Der scheinheilige Herr Szájer

Ein enger Vertrauter von Ungarns Ministerpräsident Orbán genießt in Brüssel jene gesellschaftliche Offenheit, die seine Partei in Ungarn ersticken will - und pfeift dabei auf die Corona-Vorschriften, die doch für alle Bürger gelten.

Eigentlich sollte es völlig belanglos sein, was der ungarische Europaabgeordnete József Szájer unter seiner Bettdecke beziehungsweise bei intimen Soiréen treibt (und mit wie vielen anderen Erwachsenen beiderlei Geschlechts er das zu tun beliebt). Wir leben im Jahr 2020, und auch wenn die nationalautoritäre Partei Fidesz, zu deren führenden Köpfen er seit Jahrzehnten zählt, dies anders sehen mag, ist sexuelle Selbstbestimmung heute in Europa Teil jener unveräußerlichen Bürgerrechte, auf deren Schutz sich die Europäische Union mit Recht viel einbilden darf.

Aber sie ist eben doch belangreich, und eine politische Sache, diese skurrile Eskapade des Herrn Szájer in der Nacht auf vergangenen Samstag, als eine von Rauschgift befeuerte Sexparty mit etwa 25 anderen Männern im Zentrum Brüssels von der Polizei gesprengt wurde und Szájer sich durch eine Kletteraktion über die Regenrinne dem behördlichen Zugriff zu entziehen versuchte. Das liegt vordergründig daran, dass hier einer der Gründer der nationalautoritären ungarischen Partei Fidesz eine höchstpersönliche Neigung an den Tag legt, die seine Partei zu ächten versucht. Das ist zynisch. In ihrem Furor gegen die offene Gesellschaft, den Liberalismus und die Aufklärung versteigt sich die ungarische Regierung in krause Hirngespinste über angebliche dekadente Verschwörungen gegen das ungarische Familienheil.
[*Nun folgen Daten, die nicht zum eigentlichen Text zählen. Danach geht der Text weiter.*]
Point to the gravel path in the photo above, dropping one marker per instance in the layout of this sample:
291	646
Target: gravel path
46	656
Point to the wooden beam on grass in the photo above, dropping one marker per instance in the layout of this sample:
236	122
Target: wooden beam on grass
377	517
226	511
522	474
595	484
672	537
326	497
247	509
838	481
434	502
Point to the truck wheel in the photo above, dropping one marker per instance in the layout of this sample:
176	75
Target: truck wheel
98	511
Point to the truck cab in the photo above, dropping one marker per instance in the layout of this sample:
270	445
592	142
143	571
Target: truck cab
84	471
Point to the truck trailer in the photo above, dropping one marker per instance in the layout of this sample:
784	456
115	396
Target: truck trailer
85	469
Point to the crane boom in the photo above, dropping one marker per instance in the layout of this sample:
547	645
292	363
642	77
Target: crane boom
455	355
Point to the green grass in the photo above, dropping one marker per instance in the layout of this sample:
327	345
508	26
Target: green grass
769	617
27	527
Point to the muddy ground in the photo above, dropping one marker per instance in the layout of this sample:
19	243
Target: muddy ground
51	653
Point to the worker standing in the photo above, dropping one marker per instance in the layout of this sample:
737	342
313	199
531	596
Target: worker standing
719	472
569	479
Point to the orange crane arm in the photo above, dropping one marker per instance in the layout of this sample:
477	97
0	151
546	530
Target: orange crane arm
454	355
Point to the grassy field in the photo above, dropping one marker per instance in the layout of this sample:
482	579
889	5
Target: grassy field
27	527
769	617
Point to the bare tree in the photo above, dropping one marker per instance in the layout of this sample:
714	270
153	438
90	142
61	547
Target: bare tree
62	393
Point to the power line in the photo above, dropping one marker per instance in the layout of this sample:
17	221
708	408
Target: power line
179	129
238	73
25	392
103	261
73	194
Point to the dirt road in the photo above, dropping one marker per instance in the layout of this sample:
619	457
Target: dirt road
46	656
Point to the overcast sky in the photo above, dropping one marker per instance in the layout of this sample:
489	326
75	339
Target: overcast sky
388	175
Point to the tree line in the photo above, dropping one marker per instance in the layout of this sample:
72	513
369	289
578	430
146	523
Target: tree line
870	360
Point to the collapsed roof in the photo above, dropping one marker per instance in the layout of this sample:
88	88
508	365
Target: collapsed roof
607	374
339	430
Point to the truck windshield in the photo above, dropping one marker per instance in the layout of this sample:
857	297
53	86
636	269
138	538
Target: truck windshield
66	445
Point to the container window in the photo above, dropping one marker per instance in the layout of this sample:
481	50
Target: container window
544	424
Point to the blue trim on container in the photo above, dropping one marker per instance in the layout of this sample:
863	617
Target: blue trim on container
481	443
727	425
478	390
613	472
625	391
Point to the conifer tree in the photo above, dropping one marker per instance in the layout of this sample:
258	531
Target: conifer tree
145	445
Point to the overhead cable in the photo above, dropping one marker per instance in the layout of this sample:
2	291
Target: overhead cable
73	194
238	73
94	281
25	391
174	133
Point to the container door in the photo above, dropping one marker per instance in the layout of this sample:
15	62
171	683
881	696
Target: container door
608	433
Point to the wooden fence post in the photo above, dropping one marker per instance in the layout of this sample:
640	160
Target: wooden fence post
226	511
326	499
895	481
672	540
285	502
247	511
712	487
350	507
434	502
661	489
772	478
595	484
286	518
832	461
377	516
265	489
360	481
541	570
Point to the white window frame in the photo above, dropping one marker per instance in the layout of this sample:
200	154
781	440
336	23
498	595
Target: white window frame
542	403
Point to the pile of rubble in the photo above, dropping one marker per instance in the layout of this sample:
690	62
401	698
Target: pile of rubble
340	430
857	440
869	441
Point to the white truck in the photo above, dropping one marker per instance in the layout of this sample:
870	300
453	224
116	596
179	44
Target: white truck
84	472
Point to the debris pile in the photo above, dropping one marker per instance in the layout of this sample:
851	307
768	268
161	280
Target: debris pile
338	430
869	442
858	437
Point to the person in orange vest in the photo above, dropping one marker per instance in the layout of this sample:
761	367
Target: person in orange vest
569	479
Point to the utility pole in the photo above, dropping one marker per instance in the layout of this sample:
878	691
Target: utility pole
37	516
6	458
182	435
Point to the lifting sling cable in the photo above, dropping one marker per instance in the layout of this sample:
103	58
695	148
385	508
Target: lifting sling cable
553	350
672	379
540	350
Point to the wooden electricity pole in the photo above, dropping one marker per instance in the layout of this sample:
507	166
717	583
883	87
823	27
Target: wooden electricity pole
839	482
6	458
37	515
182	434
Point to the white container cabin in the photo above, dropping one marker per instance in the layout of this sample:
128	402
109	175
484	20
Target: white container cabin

In ihrem jüngsten Verfassungsentwurf will sie es explizit verbieten, dass gleichgeschlechtliche Paare Kinder adoptieren dürfen: als könnten Homosexuelle keine liebevollen, guten Eltern sein. Und sie will den Aufklärungsunterricht in den Schulen derart einschränken, dass sexuelle Minderheiten gar nicht vorkommen. Das ist grausam, wenn man daran denkt, welche Qualen Jugendliche, die nicht heterosexuell sind, oft durchleiden müssen, und wie überproportional hoch ihre Selbstmordrate ist.

Vor allem aber ist dieses spektakuläre Ende der politischen Laufbahn eines der engsten Vertrauten von Ministerpräsident Viktor Orbán bedeutsam, weil Szájer eine atemberaubende Scheinheiligkeit unter Beweis stellt. Nicht die Sexparty war illegal. Sondern der Umstand, dass sie während der strengen belgischen Ausgangseinschränkungen stattfand (ob er selber Rauschgift konsumiert hat, ist vorerst offen). Diese Regeln erlauben seit Wochen bloß den privaten Besuch einer einzigen Person, die nicht im selben Haushalt lebt. Feiern jeglicher Art sind verboten. Szájer und dem Vernehmen nach mehrere Diplomaten vorläufig unbekannter Herkunft meinten, über dieses Gesetz erhaben zu sein. Sich dann auch noch auf parlamentarische beziehungsweise diplomatische Immunität berufen zu wollen, um der verwaltungsbehördlichen Verfolgung zu entgehen, legt eine schwindelerregende Dreistigkeit zu Tage. Wie schrieb Szájer selbst noch am 13. November auf der Website der ungarischen Regierung, als er das Begehr der EU nach Rechtsstaatlichkeit in Ungarn geißelte? „Keine doppelten Standards. Das Parlament ist keine Ausnahme!“ Recht hatte er - wenn auch nicht so, wie er es beabsichtigt haben dürfte.